Texas K-9 sniffs out estimated $1.7 million worth of marijuana, mushroom-laced candy bars in traffic stop, deputies say

A Texas K-9 discovered an estimated $1.7 million worth of marijuana and mushroom-laced candy bars during a traffic stop in North Texas last week, authorities said. 

In a Facebook post Saturday, Wise County Sheriff Lane Akin said a deputy stopped a white Toyota Tacoma pickup truck pulling a U-Haul van trailer after it was spotted swerving erratically. Wise County is located in the Dallas-Fort Worth metro area. 

The driver, who Akin described as “exceedingly nervous,” told the officer that he and his grandmother, who was sitting in the passenger seat, were headed to a funeral in Southeast Texas. 

The grandmother, however, told the officer a different story, explaining that the two were driving to Tennessee and had a trailer full of furniture with them, Akin said.
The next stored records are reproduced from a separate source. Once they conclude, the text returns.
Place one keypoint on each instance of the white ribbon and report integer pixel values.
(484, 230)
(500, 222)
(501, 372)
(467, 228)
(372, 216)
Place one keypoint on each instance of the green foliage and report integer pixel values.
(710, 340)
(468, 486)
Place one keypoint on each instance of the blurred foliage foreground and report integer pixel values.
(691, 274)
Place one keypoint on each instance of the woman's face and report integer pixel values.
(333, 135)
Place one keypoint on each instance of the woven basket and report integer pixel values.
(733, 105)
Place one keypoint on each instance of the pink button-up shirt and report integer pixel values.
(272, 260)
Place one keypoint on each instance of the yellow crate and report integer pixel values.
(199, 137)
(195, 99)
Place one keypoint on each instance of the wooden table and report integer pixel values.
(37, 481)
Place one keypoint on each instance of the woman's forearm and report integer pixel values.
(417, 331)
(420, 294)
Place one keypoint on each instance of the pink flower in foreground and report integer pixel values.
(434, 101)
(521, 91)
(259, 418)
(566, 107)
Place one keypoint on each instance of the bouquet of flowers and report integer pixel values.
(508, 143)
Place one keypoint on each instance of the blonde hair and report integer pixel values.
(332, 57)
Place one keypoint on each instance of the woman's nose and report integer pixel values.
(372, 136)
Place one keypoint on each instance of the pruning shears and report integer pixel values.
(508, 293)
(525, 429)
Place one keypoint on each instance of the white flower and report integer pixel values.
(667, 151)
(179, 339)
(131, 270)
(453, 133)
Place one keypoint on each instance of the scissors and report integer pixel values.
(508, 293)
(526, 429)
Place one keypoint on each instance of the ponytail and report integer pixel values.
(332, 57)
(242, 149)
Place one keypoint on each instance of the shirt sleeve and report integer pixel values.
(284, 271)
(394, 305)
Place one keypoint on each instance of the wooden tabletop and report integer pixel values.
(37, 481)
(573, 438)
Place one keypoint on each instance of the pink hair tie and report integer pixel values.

Texas K-9 sniffs out estimated $1.7 million worth of marijuana, mushroom-laced candy bars in traffic stop, deputies say
A K-9 for the Wise County Sheriff’s Office in Texas who discovered an estimated $1.7 million worth of marijuana and candy bars laced with psychedelic mushrooms during a traffic stop. Jan. 21, 2023. 

Wise County Sheriff’s Office/Facebook


When K-9 Benni arrived on scene, he quickly detected “wafting scents” and alerted deputies, the sheriff detailed. When they opened the trailer, they discovered no furniture, but instead 31 sealed moving boxes which included 840 pounds of marijuana, 242 pounds of “candy bars infused with psilocybin mushrooms,” and 1,100 THC vape cartridges. 

The entire haul had an estimated value of $1.7 million, Akin said. 

The driver and his grandmother were both arrested on multiple charges of possession of controlled substances. Their bond was set at $70,000 each, according to Akin. Their names were not released. 

The Wise County Messenger newspaper reported that the two suspects later told officers they were originally from Temecula, California, and had traveled from Las Vegas. 

K-9 units are difficult to fool, as they have 200 million olfactory receptors, as opposed to the five million that humans have, Akin noted.